Si la langue française est réputée pour être aussi riche que complexe, elle se révèle l'être tout particulièrement sur le terrain de la concupiscence. En cela, pourquoi, à l'instar de l'éducation civique qui a vocation à démystifier le fonctionnement occulte de nos institutions, l'Education nationale n'enseigne-t-elle pas la grammaire amoureuse et ses subtilités à sa fougueuse jeunesse ?

Je t'arrête tout de suite, les cours de lettres ne sont absolument pas compétents pour combler cet immense vide laissé par le système éducatif de quelque contrée que ce soit dans ce qui, bien objectivement, devrait être la priorité de tous, davantage que l'argent par exemple.

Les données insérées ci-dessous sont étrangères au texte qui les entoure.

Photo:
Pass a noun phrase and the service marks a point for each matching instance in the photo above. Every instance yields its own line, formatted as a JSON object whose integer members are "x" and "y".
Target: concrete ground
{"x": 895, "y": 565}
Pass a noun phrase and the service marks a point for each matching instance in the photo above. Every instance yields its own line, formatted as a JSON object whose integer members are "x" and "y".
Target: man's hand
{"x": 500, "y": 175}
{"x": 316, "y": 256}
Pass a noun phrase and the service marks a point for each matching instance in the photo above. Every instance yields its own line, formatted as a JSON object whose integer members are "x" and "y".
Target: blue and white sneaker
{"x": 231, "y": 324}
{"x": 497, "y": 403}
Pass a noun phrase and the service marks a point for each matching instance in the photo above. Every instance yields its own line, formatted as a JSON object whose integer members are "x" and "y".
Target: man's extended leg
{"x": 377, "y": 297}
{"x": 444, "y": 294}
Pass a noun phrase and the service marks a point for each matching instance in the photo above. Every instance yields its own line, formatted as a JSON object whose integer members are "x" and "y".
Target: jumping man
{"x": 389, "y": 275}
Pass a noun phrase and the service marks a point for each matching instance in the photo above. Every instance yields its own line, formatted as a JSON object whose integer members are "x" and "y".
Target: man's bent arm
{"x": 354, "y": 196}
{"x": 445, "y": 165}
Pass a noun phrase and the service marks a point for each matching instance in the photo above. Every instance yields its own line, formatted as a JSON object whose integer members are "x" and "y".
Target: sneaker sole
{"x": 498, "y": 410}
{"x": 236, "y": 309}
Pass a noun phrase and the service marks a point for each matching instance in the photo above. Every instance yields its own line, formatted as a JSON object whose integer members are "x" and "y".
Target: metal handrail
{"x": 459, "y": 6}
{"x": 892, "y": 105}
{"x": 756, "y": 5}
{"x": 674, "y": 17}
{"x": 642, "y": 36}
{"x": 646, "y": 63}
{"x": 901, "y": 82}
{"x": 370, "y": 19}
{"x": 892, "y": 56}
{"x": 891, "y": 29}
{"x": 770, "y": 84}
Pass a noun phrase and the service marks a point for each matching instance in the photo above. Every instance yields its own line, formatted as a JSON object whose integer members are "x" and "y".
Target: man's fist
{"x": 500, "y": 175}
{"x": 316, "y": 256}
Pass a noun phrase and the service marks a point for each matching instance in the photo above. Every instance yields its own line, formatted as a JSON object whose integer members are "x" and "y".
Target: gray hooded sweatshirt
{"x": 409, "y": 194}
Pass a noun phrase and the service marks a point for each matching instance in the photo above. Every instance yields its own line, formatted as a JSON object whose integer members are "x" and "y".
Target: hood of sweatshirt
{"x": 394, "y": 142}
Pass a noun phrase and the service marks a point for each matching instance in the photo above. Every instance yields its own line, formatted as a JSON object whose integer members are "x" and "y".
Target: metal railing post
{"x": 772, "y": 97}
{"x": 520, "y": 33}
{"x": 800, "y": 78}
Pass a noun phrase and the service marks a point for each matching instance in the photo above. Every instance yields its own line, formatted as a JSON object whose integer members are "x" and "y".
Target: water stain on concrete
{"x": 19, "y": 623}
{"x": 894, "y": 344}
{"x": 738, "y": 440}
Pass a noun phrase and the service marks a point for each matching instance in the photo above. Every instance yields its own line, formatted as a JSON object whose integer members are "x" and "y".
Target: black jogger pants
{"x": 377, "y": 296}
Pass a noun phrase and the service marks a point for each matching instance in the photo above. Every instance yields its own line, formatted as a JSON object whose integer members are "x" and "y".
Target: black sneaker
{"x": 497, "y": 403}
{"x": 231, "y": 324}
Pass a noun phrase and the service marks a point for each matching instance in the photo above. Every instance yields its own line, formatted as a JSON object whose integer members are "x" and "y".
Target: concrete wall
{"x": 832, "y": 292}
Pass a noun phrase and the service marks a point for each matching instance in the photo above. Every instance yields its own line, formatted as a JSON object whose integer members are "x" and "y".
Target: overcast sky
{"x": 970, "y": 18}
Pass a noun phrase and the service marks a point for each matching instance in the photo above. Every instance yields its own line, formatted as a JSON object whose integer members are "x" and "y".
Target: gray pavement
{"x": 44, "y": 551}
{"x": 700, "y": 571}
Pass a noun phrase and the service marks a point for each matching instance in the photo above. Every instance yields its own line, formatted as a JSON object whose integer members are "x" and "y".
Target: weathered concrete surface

Ou la guerre, parce que c'est mal. Et je n'aime pas l'hypocrisie.

Bon trêve de MissFrancisme, comme tu es exigeant, je te donne la preuve par l'exemple. En cours de Français, l'expression "en tout bien tout honneur" signifie "avoir des intentions honorables", "sans relations sexuelles illicites dans le cadre d'une relation amoureuse". Or, en classe du verbe d'Eros, cette même expression est immanquablement la formalisation verbale, convenons-en quelque peu hypocrite, d'une inexorable conclusion. Et tu vois bien que ça continue, puisque en Français, conclure est un achèvement alors qu'en langage galant, conclure est un commencement.

Non, vraiment, tant de subtilité mériterait d'être enseignée.